In the UK, it is required that every dog in public wears some form of identity tag. This is part of the Control of Dogs Order 1992, and legally enforceable by dog wardens. You can actually be fined up to £5,000 if your dog is not wearing one.
The information can either be engraved or printed on to a small plate or badge and attached to the collar, or engraved straight on to the collar itself. It can also be connected to a harness if this is more appropriate.
Since April 2016, it has also been the law that every dog must also be microchipped and part of a national database. Don’t think that just because your dog is microchipped, they don’t need a tag - both are required.
What to put on a dog ID tag
The information on a dog’s ID tag should be informative enough so if the dog were to become lost, it could easily be returned to the owner by anybody who finds it.
When in a public place, every dog should wear a collar with a tag which has the owners name and address (including postcode) on.
An example of this is:
52 Treat St.
If your dog is small (and their ID tag can therefore not accommodate an entire address), all you need is your house number and postcode to determine your address.
Your telephone number is optional but recommended. If you do choose to put one on, make sure it is up-to-date, in use, and you have constant access to.
This should all be clear enough to read and not become smudged or damaged. As the tags we have featured on Top Dog are printed rather than engraved, there is less chance of them becoming scratched, faded and tarnished.
What about the dog’s name?
It does make sense to put your dog’s name on their ID tag. If somebody found them and they were nervous, they could use their name to comfort them, and it would be easier to pass on information to any vets or dog wardens.
However, dog theft is an increasing threat in the UK. While somebody could use the dog’s name to comfort them, they could equally use the name to bond with them or pass them on to new ‘owners’ more comfortably.
Therefore be wary of this.

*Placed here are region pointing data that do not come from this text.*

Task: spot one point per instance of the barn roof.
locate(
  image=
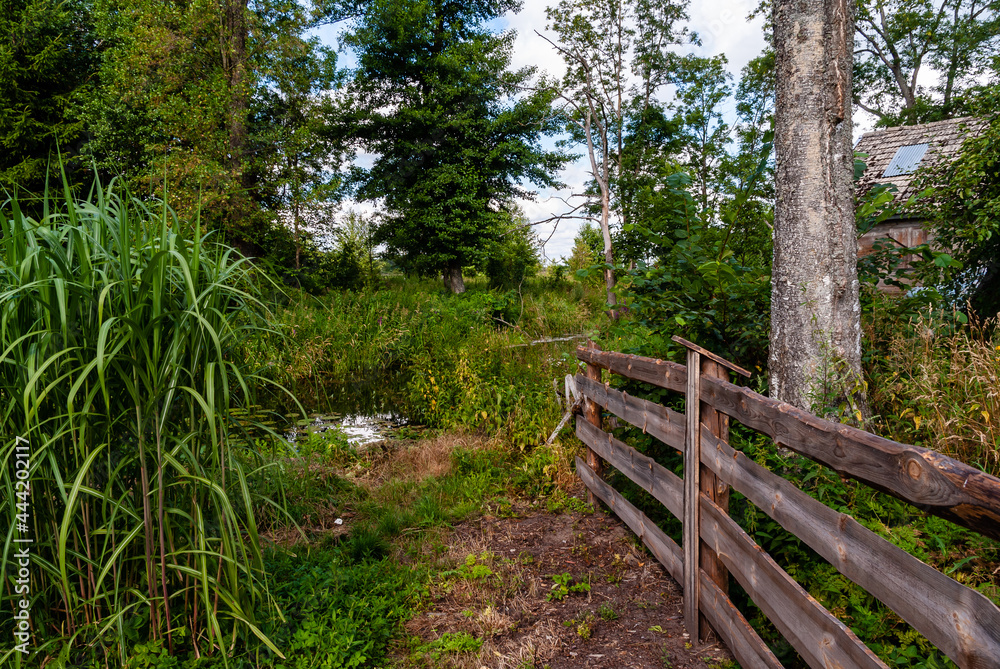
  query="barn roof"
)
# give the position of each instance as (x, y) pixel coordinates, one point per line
(895, 153)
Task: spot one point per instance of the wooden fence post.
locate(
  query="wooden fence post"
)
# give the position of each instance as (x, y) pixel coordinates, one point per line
(592, 414)
(692, 505)
(700, 480)
(713, 487)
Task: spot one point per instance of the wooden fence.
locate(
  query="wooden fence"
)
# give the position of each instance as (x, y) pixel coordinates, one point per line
(961, 622)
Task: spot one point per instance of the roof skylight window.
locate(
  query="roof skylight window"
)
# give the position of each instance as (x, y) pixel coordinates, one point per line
(906, 160)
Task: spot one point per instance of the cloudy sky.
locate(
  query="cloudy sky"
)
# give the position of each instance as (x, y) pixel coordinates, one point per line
(723, 27)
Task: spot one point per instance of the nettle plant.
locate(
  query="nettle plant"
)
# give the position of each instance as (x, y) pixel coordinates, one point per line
(120, 332)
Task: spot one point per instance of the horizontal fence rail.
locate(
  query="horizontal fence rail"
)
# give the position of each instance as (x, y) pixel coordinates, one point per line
(962, 623)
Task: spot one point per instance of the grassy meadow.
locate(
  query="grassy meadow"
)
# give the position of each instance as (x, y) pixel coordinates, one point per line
(152, 371)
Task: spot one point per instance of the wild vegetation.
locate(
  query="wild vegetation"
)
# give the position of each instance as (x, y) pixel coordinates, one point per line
(172, 328)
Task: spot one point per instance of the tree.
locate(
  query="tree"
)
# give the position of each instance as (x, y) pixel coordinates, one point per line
(47, 61)
(190, 100)
(292, 125)
(702, 84)
(453, 134)
(815, 342)
(750, 171)
(897, 40)
(617, 58)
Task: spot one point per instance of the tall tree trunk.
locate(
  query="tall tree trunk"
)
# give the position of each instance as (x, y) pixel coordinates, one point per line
(609, 256)
(234, 60)
(815, 353)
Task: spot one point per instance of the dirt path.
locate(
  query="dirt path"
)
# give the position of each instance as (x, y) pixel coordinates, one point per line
(497, 588)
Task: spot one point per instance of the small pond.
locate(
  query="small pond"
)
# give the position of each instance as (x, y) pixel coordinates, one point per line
(367, 407)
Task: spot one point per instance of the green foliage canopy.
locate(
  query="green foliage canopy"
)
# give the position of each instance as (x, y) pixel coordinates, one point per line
(455, 139)
(47, 59)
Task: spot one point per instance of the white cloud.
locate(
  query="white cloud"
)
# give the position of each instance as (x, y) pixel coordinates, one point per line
(723, 27)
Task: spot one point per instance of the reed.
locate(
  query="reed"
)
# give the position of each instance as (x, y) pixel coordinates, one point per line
(120, 332)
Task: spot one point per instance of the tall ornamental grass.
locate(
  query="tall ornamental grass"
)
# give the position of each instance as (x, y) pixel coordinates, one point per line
(119, 328)
(938, 385)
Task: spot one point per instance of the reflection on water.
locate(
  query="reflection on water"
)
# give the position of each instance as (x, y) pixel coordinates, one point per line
(367, 407)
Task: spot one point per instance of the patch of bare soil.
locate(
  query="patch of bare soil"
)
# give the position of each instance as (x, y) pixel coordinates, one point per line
(517, 585)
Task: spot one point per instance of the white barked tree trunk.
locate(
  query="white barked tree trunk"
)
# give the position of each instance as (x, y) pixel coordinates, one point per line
(815, 343)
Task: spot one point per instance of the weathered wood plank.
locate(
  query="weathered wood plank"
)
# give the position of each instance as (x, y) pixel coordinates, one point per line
(748, 648)
(961, 622)
(659, 421)
(967, 629)
(592, 413)
(712, 487)
(692, 489)
(718, 359)
(821, 639)
(649, 370)
(665, 486)
(812, 630)
(928, 480)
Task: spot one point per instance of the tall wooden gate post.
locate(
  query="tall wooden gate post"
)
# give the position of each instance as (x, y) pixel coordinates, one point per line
(700, 480)
(692, 506)
(592, 414)
(713, 487)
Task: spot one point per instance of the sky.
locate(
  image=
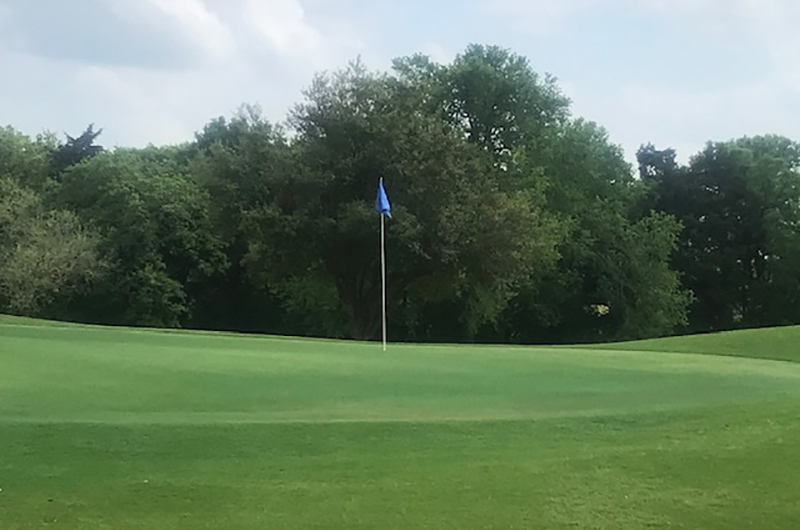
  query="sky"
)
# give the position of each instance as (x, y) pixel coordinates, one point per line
(676, 73)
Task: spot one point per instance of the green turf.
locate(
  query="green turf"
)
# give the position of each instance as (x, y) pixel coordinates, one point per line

Instead of the name, you could simply put ‘Chipped’, ‘If Found’ or your surname. The text options on the Top Dog website are completely blank for full personalisation.
Is there a size requirement?
There are no style or size rules for dog tags. As long as the print and information are eligible for anybody to understand, your badge will be appropriate.
Our personalised dog ID tags are available in Small, Medium and Large, so there is an option to suit any breed of dog, from Chihuahuas to Great Danes.
Are there any dogs who do not need an ID tag?
While it is a general law that dogs need a tag, there are some who are exempt from the rule. These are:
- Dogs registered with Guide Dogs for the Blind Association
- A dog being used for sport
- Any dog undertaking emergency services work
- Dogs herding/guiding cattle or sheep
- Any dogs being used for capturing vermin
- Dogs working with the Armed Services, Police forces, or Customs and Excise
- A pack of hounds
The vast majority of owners and dogs will not qualify for the exemption rules. It is, therefore, best to have an ID tag on your dog at all times. Also, just because a dog is exempt does not mean you can’t give them a badge.
The pros of a Dog ID Tag
If your dog becomes lost or is stolen, a dog tag makes it easier for anybody who finds them to get in touch with you or return your pet. It could rule out the need to contact a vet or dog warden to read the microchip.
This keeps them safer when they are out. Even if you feel your dog is incredibly well behaved when walking, anything could happen all of a sudden to cause them to run away or become lost, so information tags are great in these situations.
Are there any cons?
Sometimes, collars and ID tags can be uncomfortable for your pets to wear as they can cause itches or irritation. Remember that they are only required by law to wear them when in public, and your hound will likely be more occupied with their walk than realising they’re wearing a collar!
However, if there is a risk your four-legged friend is partial to tunnelling under the fence in the back garden while chasing cats, you’re maybe best keeping it on permanently.
If ordinary tags are quite heavy for your dog, the ones we have featured on Top Dog are lightweight yet durable, without feeling too cumbersome - even the copper option.
Medical ID dog tags
Another positive of pet ID tags is that you can include any medical information. Should your pooch be epileptic, require medication or have any allergies, this information is easy to access and will keep them safer.